# 91 Sentra 4dr E - A/C Compressor



## SpongeBob-RC (May 9, 2003)

Hello all, 

When I bought my car, there was no belt around the A/C compressor, and the owner said it had been removed because it was making a noise. Firestone said it would cost $1500 to fix because it needed a new A/C 'system'. 

Last Saturday, I put a belt on it. The pulley turns fine, the clutch kicked on and off with no problems. It did not blow cold air, so it needs a charge. Today, when I started up my car, the A/C pulley is making a grinding sound. It is really bad at first, then seems to fade somewhat. I know it is the A/C because nothing has changed since Saturday, in fact the car was not started after the belt was installed. 

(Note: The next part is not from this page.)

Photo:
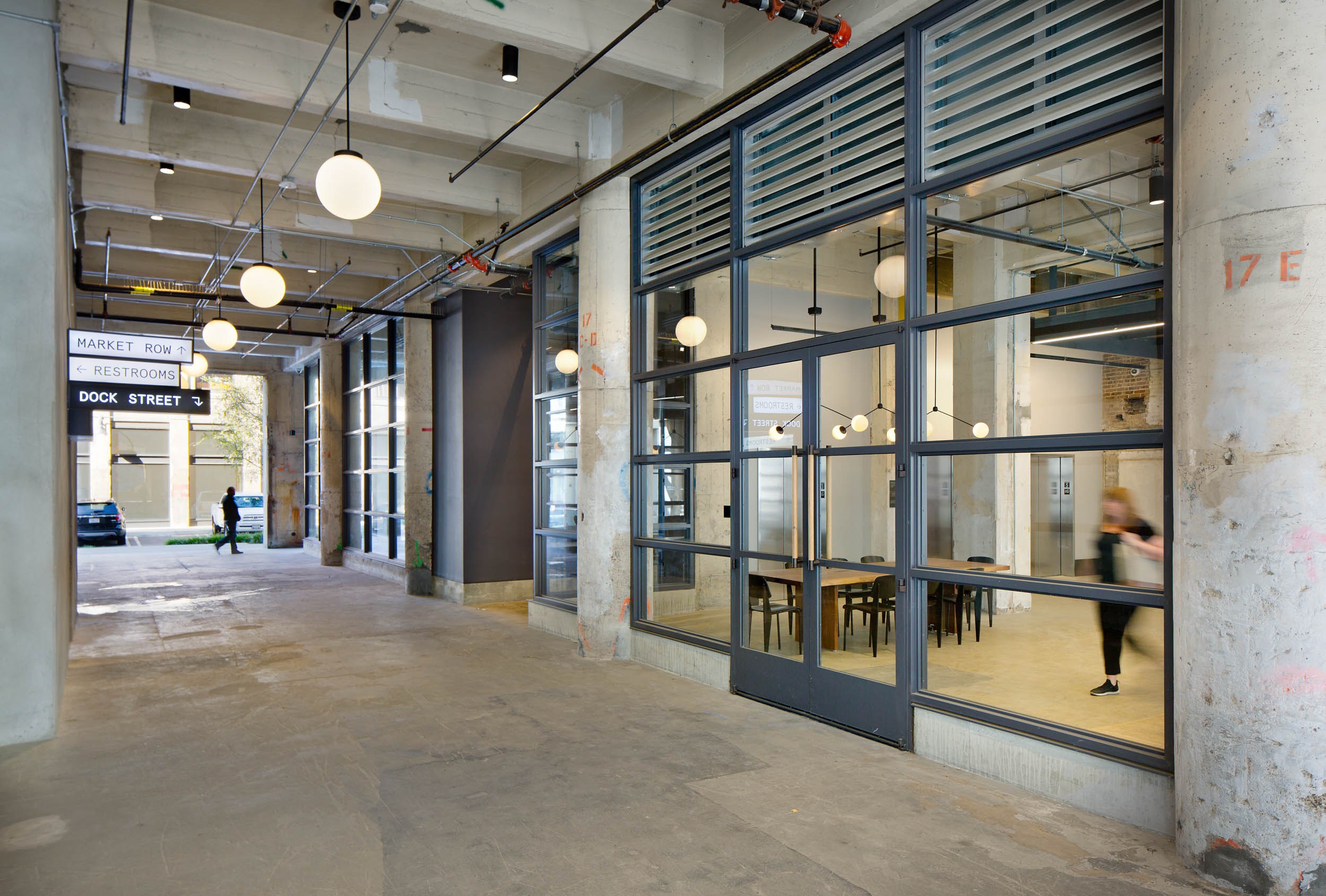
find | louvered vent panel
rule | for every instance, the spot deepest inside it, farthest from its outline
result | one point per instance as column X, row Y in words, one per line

So the $64,000 question is this: Is my A/C compressor bad, or should a charge fix this grinding sound? Is there some oil of some sort that I can lube the pulley with? (Not the belt part of course)

Thanks in advance,
RC
(in Houston, where I NEED A/C!


----------



## 2SR20DE (May 17, 2003)

First of all... bend over for $1500, what the heck is that? I have never heard of a ac system that cost's more than 650-700max. That's for the compressor, dryer, refrigerant/oil, and installation. Second of all, If it does cost 1500, you may as well spend the 1500 and buy another sentra e It sounds like you have more of a problem than just some lubricant, I would imagine that the belt was removed because they didn't want to replace the ac, and they didn't want the noise either.


----------